I mentally checked dates but couldn’t find availability for a vacation until February. I doubted she’d want to travel during her last month of pregnancy.
“I’m not sure we have time for that, baby girl. We can plan something for this summer. We’ll take EJ; we have plenty of help.”
“Okay,” she whispered and kissed my chest.
I heard the disappointment in her tone and ignored it, shrugging it off as part of our chaotic lives. I made it up to her with my lips and tongue, but I swear on everything holy, if we make it through this night, I’m taking her on a damn babymoon.
Jax falls to his knees beside me, burying his face in my shoulder, sobbing silently. His arm wraps around the front of me, fingers gripping my neck desperately while his other hand holds the phone in his lap.
I press my head to his. “Be strong for me, just a little longer. Channel that hurt and fear into anger.”
He clenches and unclenches his jaw, the muscle furrowing against my clammy skin.
“Come on, baby. I need you to keep us safe. After this, we’ll go wherever you wanna go. You wanna go to New York? We’ll go to New York. No one will ever hurt us again. I promise you.”
“Units are four minutes out. Several more headed to the house,” Reece adds, his eyes half-lidded.
“This was premeditated. Hugo knew you wouldn’t allow him to threaten Aurora.
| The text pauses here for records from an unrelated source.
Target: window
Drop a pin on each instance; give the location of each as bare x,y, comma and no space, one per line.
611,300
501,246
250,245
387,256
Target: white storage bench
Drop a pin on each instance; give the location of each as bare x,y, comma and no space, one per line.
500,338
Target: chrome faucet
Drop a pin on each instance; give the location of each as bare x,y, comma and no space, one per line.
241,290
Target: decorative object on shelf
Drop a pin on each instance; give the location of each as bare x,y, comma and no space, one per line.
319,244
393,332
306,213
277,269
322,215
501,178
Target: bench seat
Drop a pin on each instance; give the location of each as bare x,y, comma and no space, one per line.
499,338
Maybe he was following you. Maybe he came here to cause a distraction, to draw me out, hoping to get Aurora alone.
She’s their insurance policy—the only way to disrupt the investigation.
You just happened to be here, and they took their shot.
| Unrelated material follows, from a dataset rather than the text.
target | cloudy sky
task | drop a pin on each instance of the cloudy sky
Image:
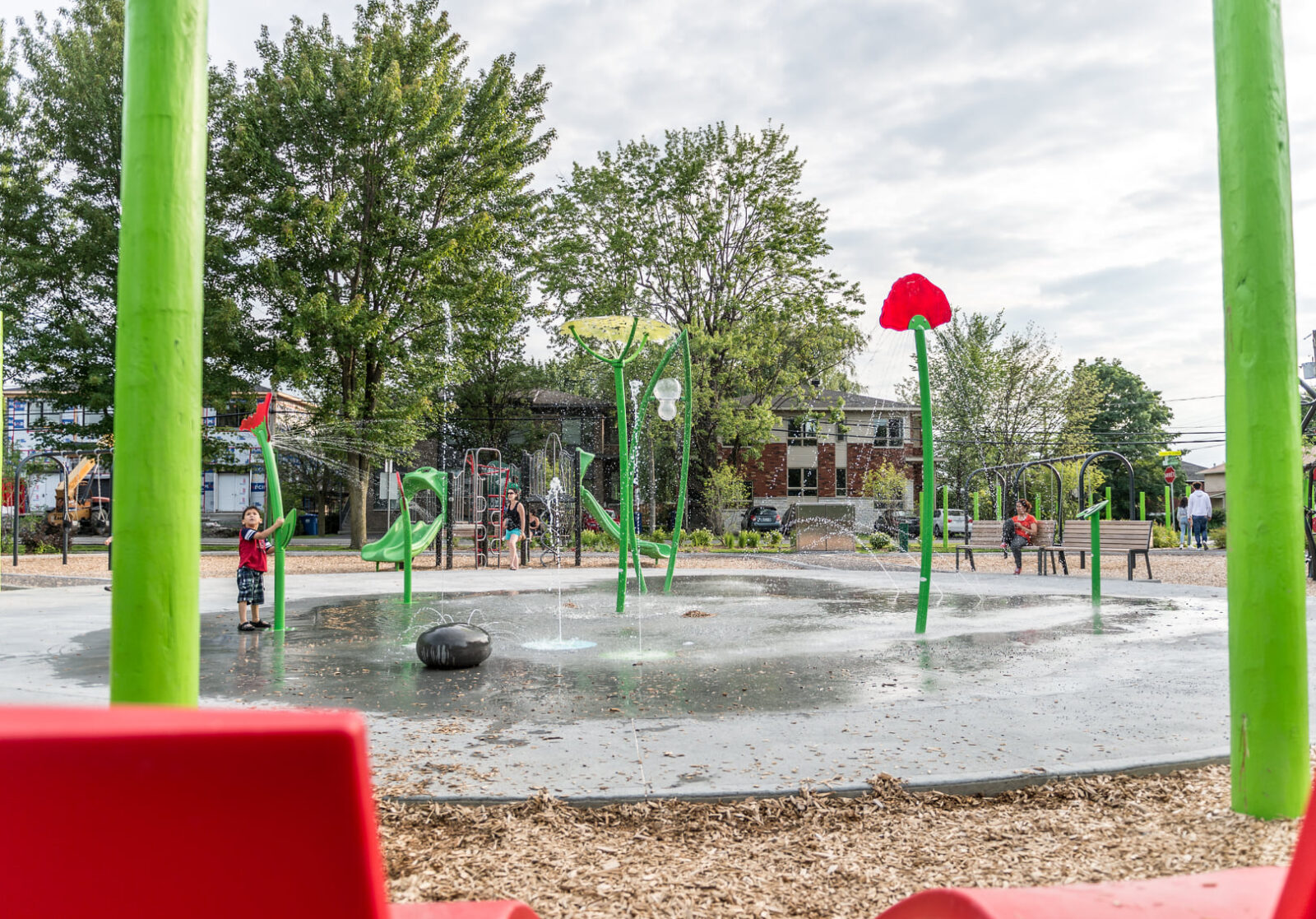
(1054, 160)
Either way, they were going to do something .
It was only a matter of time. We all put protections in place, and they won’t expect the twins or Charlie to defend her. ”
There’s a puddle of blood underneath him, and his left arm, the one between us, lies limp.
He tried to stand when we connected to the home security app and heard the commotion.
Blood dripped steadily from his fingers, and he lost his balance, grabbing the metal shelving before he lowered himself back to the floor.
Jax lifts his head to give him a pained glare. “What if this is your partner’s doing?”
“My partner armed the twins. Would he do that if he was involved?” Reece sucks in a labored breath. “Would your father’s fan club need to break windows if Charlie was on their side? No, he’d be letting them in the front door.”
“Where is he then?” Jax snaps, despair sharp in his tone.
“Take a breath. I saved his life. He’ll save mine.” Reece’s lids droop, and his words become a mumble.
I adjust my posture, coming up on my knees to apply more pressure to his upper chest and relieve my aching shoulders.
“I don’t give a fuck what he does, as long as he kills them all.
” On the outside, I’m vacant, my voice emotionless.
I can’t say I’m numb—far from it. Rage and wrath have suppressed empathy and rationality.
I want what’s mine, and I want this night to be over.
I don’t give a fuck about anything or anyone else. “Every. Single. One.”
The pop of a gunshot brings our attention back to the screen, where it’s split between the security room and Reece’s hallway. It’s grainy in the dim light, and everything moves faster than I can comprehend.
Outside the security room, a masked man dressed in all black aims at the keypad.
Jax trembles against me. “That room is supposed to be impenetrable, fire and smokeproof.”
Another pop .
I hold my breath.
Nothing. The door remains intact.
Another pop . A fine mist bursts from the intruder’s head, and he crumbles in a heap on the floor.
Fuck.
Desi enters the frame with his gun drawn, turns toward Reece’s bedroom, and fires again. They must be approaching from the beach, breaking in through multiple points at the back of the house.
There’s no way the neighbors can’t hear this. There’s no way the security company hasn’t dispatched the police.
“You did good,” I tell Jax, my words sluggish and distant.
I don’t recognize my own voice. I’m trapped in a hellscape, my mind flashing to an alternative time when I was helpless, a little boy waking up in a roach-infested apartment to another day without food and my mother passed out on the itchy couch.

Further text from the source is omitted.